Visalia Unified School Candidates Debate the Issues
Visalia Unified School District candidates took the stage after the city council to introduce themselves and answer questions.
Up for election are seats representing Trustee Areas 5, 6 and 7. The three candidates for Area 5 are: Resource Management Agency’s Planning Director, Mike Washam, retired postman and former trustee, Niessen Foster, and Visalia teacher Patricia Griswold. The incumbent for Area 5, Donna Martin, is not running.
Incumbents Lucia Vazquez and William Fulmer are running unopposed for the Trustee Area 6 and 7 seats, respectively.
Washam said that owning a small business and working for the county gives him the skills and experience to serve on the board, especially when it comes to the responsible stewardship of the district’s financial resources. He has two boys attending Visalia schools.
Griswold said that education is her passion and she knows what the district needs to survive in the 21st century. She has 20 years experience in the classroom and three children who attended Visalia schools. She wants to see more collaboration between the parents, teachers and students.
Foster has had children, grandchildren and now a great grandchild in Visalia schools. His three goals, if elected, will be to reduce classroom size, address the shortage of teachers, and reduce the truancy rate. He added that he is very assessable to his constituents and that he has the most support and endorsements in the community.
The first question Hurley posed to the candidates concerned school safety and discipline. All three agreed that fenced in schools need two secure points of entry. Foster said that he would advocate for more surveillance cameras in combination with more councilors to work with the students. Griswold wants more police officers on the campuses saying that all the middle schools share one officer.
Washam said he would like the district to work on the suspension rate that stands at 6% while it is only 4.5% statewide. He also pointed out that VUSD’s expulsion rate is twice the statewide rate. Washam supported an in-school suspension system so Visalia youth were not getting a “get out of school free ticket.” He felt that rewarding students for being at school and trying to increase their participation in school activities might work in reducing suspensions.
Foster said that the campuses should make more use of their social workers and campus life chaplains to help reduce expulsions and suspensions.
Hurley’s next question concerned Common Core testing. Griswold said that the testing makes it easier to measure progress, especially in the liberal arts portion of the test. She said that the math portion does not accurately assess the students as, “one size doesn’t fit all” in that test subject.
Foster said that we need more teaching and less tracking. He said that 75% of VUSD students do not go to college, so the district should focus more on vocational education. Washam said he would like to put more focus on career programs liked Linked Learning where students are introduced into a profession before graduating.
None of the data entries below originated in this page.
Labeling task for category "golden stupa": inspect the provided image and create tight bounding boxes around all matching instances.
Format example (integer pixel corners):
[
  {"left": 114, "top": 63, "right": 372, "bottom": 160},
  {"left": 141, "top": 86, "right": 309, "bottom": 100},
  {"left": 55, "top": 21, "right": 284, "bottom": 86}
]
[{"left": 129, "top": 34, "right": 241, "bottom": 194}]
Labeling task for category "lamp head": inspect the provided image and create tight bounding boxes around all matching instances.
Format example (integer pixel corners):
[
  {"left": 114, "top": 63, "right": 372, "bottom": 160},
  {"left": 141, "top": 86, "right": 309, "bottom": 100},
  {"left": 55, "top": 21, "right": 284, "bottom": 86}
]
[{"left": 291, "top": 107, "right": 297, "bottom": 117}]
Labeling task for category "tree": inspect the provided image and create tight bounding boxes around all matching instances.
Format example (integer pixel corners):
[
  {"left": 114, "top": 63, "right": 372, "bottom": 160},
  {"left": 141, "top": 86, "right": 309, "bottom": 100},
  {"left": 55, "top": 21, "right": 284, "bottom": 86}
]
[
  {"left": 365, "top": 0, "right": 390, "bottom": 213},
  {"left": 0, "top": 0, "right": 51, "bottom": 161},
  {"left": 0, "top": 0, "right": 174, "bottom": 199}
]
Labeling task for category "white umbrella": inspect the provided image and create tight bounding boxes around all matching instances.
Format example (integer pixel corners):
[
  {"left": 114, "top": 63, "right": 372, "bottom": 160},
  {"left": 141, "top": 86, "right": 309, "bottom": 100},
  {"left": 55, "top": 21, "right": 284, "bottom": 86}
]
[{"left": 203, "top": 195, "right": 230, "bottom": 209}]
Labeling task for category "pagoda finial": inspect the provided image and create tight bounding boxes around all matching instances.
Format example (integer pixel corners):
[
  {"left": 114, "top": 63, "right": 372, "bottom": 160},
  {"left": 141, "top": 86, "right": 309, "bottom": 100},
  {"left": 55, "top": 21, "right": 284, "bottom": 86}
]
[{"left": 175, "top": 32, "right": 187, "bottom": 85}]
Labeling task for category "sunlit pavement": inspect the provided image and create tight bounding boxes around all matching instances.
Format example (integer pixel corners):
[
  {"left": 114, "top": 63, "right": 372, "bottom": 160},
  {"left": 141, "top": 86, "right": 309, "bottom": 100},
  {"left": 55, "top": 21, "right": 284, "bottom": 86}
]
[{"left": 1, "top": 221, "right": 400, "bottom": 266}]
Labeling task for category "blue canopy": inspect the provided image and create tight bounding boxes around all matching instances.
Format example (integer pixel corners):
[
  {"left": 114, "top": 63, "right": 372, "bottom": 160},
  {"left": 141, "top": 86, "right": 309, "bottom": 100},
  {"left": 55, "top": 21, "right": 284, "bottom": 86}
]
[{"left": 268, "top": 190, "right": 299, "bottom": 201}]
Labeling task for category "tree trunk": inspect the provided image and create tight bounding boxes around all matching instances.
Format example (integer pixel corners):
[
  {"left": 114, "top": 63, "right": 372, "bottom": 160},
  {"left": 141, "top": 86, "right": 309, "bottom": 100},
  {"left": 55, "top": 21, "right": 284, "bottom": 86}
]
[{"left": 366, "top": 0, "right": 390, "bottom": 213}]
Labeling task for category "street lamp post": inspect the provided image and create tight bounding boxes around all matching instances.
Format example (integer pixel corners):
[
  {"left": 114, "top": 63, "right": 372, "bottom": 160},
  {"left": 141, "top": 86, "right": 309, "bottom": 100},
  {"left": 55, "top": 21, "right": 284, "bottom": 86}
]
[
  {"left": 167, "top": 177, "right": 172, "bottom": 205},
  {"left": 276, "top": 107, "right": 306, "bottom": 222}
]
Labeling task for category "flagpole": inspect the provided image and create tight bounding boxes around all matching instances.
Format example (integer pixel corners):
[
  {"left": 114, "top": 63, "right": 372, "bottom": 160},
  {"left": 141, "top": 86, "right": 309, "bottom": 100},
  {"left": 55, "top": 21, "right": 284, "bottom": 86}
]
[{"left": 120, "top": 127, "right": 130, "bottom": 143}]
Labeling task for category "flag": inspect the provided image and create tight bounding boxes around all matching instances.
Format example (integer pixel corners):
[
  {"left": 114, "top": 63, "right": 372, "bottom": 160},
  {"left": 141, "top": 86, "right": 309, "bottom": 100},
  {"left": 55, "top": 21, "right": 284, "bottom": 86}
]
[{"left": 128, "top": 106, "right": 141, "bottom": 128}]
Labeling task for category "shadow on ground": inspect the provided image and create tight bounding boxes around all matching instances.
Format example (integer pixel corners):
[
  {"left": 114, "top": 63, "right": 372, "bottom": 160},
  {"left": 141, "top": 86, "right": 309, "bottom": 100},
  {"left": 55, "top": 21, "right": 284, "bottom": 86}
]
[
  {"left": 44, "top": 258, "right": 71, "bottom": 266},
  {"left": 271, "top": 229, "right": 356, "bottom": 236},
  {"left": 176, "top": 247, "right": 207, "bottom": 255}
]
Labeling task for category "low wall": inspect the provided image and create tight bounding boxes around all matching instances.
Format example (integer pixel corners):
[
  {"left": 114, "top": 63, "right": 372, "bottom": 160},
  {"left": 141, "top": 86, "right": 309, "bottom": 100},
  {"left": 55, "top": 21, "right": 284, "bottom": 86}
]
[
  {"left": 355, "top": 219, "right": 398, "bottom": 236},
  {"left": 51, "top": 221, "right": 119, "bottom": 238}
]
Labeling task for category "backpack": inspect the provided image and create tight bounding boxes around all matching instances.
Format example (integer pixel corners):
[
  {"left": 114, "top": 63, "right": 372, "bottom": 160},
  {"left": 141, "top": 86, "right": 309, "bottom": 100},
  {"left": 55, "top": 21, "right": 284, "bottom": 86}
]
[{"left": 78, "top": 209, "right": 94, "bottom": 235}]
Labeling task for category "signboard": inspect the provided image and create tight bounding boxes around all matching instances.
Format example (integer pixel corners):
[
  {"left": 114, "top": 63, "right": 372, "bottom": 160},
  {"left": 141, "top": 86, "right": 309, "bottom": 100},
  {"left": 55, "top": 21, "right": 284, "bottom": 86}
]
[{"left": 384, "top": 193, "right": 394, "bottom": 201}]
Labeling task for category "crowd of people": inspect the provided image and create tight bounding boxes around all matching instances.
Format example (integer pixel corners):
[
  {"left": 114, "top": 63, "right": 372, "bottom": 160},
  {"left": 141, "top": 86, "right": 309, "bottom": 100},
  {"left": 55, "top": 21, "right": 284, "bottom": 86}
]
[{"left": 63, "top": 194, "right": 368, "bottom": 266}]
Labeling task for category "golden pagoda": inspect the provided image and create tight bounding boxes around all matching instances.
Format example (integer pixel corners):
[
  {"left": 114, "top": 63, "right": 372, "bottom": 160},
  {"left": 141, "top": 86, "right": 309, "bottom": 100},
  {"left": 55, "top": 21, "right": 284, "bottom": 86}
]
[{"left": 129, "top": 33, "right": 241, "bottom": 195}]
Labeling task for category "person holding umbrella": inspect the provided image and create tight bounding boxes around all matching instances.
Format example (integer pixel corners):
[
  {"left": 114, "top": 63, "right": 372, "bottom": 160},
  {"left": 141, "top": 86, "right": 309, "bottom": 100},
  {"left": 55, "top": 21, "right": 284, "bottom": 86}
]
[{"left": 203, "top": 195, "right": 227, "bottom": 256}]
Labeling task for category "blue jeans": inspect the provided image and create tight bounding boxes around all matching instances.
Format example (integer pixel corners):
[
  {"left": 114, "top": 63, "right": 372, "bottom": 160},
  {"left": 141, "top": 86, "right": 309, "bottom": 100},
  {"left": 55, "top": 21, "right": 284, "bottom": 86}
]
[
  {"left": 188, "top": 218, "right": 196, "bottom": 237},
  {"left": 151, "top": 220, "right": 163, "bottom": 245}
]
The last question concerned what the candidates plan on doing about the anticipated teacher shortage. Foster said that at almost every VUSD meeting the personnel director addresses issuing emergency credentials. He said it doesn’t have to be like that and VUSD could build relationships with colleges such as the University of California system. “It doesn’t always have to be just Fresno State and Cal State Bakersfield.”
Washam said that VUSD needs to pay their teachers better so the district is not used as a stepping stone to better paying areas. He added that the district needs to reduce class size and reduce the amount of money teachers have to take out of their pocket for their classroom to make VUSD more attractive.
Griswold said that there is an anticipated of 20,000 shortage of teachers and that VUSD needs to start recruiting in the fall and not wait until the spring to recruit teachers.
The election for local and federal offices is November 8.